The Academy of General Dentistry has defined corporate dentistry as: “A variety of practice modalities in which management services, at a minimum, are provided in a manner that is organizationally distinct from the scope of activities performed by a dentist within only his or her practice.”

In a corporate practice, you will probably see 5 different providers to have the same things done I described above, had about a 15 min cleaning (if that is even ethical much less beneficial to you), and had a dental assistant polish your teeth. (I will have another article about Licensed Practitioners and why you want one). I also hear from many patients who come to us after a corporate practice who have never had periodontal probing done on them. THIS IS BEYOND UNETHICAL, not to mention borderline ILLEGAL, because those depths tell us what we can't see. The bone level underneath your tissue is the difference between you keeping or losing your teeth. PLUS, because a corporate practice has weekly production goals that they MUST meet, patients are told they need 10 fillings, 5 crowns, and a root canal because those production goals REQUIRE a fixed number of filings, root canals, and crowns completed EVERY week!! What happened to only treating what's necessary?
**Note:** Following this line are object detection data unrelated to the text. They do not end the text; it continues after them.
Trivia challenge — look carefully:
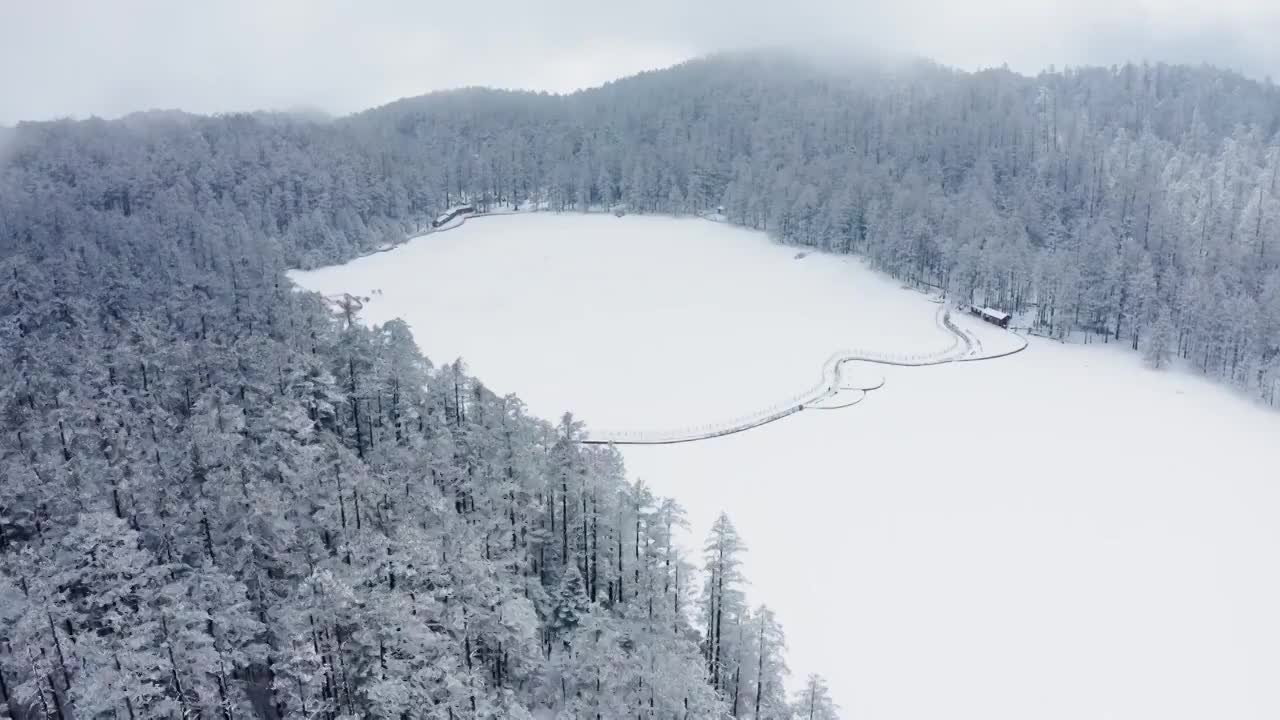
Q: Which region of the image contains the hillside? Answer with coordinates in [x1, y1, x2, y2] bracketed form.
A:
[0, 54, 1280, 719]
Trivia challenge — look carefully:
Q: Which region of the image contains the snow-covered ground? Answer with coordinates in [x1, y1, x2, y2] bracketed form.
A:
[294, 214, 1280, 720]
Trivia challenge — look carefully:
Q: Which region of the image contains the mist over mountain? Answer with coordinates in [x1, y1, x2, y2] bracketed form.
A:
[0, 51, 1280, 719]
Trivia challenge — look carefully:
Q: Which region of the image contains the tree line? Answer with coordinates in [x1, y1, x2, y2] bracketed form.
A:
[0, 65, 835, 720]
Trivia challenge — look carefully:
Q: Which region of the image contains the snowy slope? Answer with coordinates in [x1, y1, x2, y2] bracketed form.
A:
[294, 214, 1280, 720]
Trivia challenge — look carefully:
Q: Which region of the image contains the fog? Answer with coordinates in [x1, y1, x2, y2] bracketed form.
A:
[0, 0, 1280, 123]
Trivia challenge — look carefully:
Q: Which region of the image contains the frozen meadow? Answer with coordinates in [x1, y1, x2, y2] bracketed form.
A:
[293, 213, 1280, 720]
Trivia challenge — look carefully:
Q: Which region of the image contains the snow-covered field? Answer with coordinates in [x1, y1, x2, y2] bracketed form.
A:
[293, 214, 1280, 720]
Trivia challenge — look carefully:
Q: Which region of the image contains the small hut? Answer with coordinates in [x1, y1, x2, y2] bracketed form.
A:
[969, 305, 1014, 329]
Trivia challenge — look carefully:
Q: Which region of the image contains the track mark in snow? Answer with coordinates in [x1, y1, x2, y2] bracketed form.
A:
[579, 304, 1028, 445]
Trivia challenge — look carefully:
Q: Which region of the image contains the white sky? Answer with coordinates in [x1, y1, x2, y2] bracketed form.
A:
[0, 0, 1280, 123]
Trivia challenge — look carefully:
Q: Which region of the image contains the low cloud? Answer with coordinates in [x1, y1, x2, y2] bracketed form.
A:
[0, 0, 1280, 123]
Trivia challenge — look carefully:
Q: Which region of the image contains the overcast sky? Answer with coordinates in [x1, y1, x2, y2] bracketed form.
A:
[0, 0, 1280, 123]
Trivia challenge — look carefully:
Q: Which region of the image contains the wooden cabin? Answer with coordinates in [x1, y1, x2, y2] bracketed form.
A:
[969, 305, 1014, 329]
[431, 205, 476, 228]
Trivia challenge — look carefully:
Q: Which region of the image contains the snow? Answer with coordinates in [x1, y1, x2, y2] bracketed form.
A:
[294, 213, 1280, 720]
[982, 307, 1010, 323]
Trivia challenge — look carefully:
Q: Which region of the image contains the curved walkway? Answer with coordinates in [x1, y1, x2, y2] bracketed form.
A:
[579, 304, 1027, 445]
[357, 209, 1027, 445]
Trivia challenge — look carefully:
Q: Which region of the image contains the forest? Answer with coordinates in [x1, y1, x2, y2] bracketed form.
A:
[0, 53, 1280, 720]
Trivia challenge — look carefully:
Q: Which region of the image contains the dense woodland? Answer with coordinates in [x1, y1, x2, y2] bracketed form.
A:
[0, 60, 835, 720]
[0, 47, 1280, 720]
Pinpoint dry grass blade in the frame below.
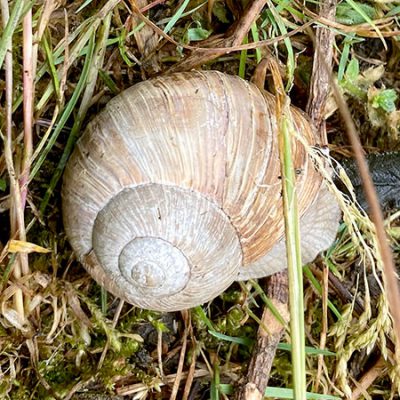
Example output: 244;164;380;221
325;66;400;356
The reason for this is because, in an insurance-based office, the office has to see 10 times the number of patients per hour to make the same money a non-insurance practice makes seeing a single patient. What insurance pays providers for cleanings, fillings, crowns, etc is a JOKE!

In the last 2 years, dentistry has seen a brutal rise in costs of day-to-day supplies due to several factors such as material shortages (gloves went from $5/box to $45+/box) and hygienists walking away from dental offices due to burnout from overload and demanding higher pay, etc.You would expect insurance companies to also be increasing their reimbursement fees to providers. NOPE. In fact, Delta Dental, one of the largest dental insurance companies, sent a letter out in January 2022 advising those still in-network dentists that they would be REDUCING their pay-out cost by 30%!!!!! Did your monthly premiums go down by 30%? No, they didn’t.That’s why you should be angry - because Delta Dental’s revenue in 2021 was $422,985,566. I'll bet many of you whose dentist was still in-network with this company recently learned your dentist was dropping this insurance ..... because at this rate they might as well be paying YOU for getting a cleaning or filling done.

Dental Insurance is a SCAM and corporate dental offices are the death of quality patient care as we know it. What once was every patient has a name, has become a cattle call of “turn ‘em and burn ‘em”, all for the sake of their bottom line. As usual, it will be you, the patient, who suffers. And you won't know any better because you can't see the work done, but you will when it fails.